Cuando digo que es obvio que un animal no tiene derechos lo digo porque ser titular de derechos exige reunir las condiciones necesarias para disfrutar los propios y respetar los ajenos. No parece coherente que la ley establezca límites para el ejercicio de los derechos de menores y discapacitados porque entiende que existe un déficit de autoconciencia o responsabilidad y, sin embargo, vaya a reconocer derechos a seres que biológicamente se hallan muy por debajo de ese listón. Desde el momento en que reconozcamos ciertos derechos subjetivos a los animales porque a Martha Nussbaum se le ocurrió un día esa memez de que son “personas en sentido amplio”, nada impedirá que puedan poseer propiedades y, por tanto, legarlas y heredarlas; disponer de sus relaciones sexuales y, por supuesto, de su integridad física; afiliarse a sindicatos; elegir sus tratamientos médicos; recibir asilo en otro país en caso de persecución política; contraer matrimonio con miembros de su especie o de otras; y votar en las elecciones municipales. Como en La vida de Brian: aceptemos que un hombre no puede tener bebés porque no tiene útero, pero luchemos por su derecho a tener bebés... La pregunta clave, que pocos parecen dispuestos a hacerse, es por qué no; pero su respuesta no es asunto de vísceras, sino de filosofía, y nuestra triste España no está para zarandajas.

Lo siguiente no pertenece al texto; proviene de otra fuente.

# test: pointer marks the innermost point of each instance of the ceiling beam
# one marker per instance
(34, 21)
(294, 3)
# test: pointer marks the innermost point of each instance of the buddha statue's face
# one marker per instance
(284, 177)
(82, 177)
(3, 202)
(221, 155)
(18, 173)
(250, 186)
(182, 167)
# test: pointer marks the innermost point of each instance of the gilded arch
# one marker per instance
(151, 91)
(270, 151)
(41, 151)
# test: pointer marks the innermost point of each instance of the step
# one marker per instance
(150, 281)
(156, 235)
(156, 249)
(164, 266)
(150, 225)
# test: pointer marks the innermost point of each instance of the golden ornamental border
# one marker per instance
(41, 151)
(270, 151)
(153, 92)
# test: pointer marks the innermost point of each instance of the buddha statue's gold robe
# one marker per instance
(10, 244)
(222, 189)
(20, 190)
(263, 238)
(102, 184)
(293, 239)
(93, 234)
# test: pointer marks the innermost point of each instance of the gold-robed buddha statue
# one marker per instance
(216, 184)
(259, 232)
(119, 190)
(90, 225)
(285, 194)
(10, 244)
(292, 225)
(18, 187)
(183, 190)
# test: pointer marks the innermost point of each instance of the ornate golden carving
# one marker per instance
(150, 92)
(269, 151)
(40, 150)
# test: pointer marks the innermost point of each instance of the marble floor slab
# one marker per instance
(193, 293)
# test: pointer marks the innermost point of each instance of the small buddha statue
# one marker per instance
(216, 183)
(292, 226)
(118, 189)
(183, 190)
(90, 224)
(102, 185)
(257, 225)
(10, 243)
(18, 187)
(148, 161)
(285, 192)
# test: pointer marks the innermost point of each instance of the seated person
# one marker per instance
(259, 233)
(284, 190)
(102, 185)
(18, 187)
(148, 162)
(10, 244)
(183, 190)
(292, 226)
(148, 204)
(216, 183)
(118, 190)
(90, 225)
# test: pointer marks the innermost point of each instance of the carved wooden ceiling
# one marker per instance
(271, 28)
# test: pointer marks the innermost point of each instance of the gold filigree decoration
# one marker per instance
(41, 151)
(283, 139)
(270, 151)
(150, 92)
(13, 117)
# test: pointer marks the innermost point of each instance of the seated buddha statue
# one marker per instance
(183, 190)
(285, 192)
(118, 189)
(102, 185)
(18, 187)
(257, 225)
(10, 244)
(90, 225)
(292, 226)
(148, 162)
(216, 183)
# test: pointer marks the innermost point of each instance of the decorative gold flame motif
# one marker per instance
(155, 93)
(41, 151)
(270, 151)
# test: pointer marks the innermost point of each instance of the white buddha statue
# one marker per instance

La zoofilia, no como sinónimo de bestialismo, sino de amor por los animales, puede derivar fácilmente en el wishful thinking tan caro al lábil izquierdismo patrio, porque no hay nada más susceptible de generar simpatía, aportar placer y alumbrar derechos sentimentales que un vídeo de gatitos. No se debe a otra cosa que nos dé apuro asumir que poseemos un perro o que adoptamos un gato, y no deja de ser contradictorio que, más allá del humor británico, alguien crea o finja que puede ser adoptado por un animal que solo otros humanos, posiblemente contra la lógica de la selección natural, salvaron de un destino cruel, medicaron y confinaron hasta que se repuso, y que llevará a su casa dentro de una cajita en el vagón de un tren…; o que no es propietario de un ser que, sin concurso de su voluntad, alimentará, vacunará e incluso esterilizará para evitarle enfermedades y hábitos perjudiciales. Mi pobre madre decía que, cuando el Diablo no tiene qué hacer, con el rabo espanta las moscas. Agitadoras.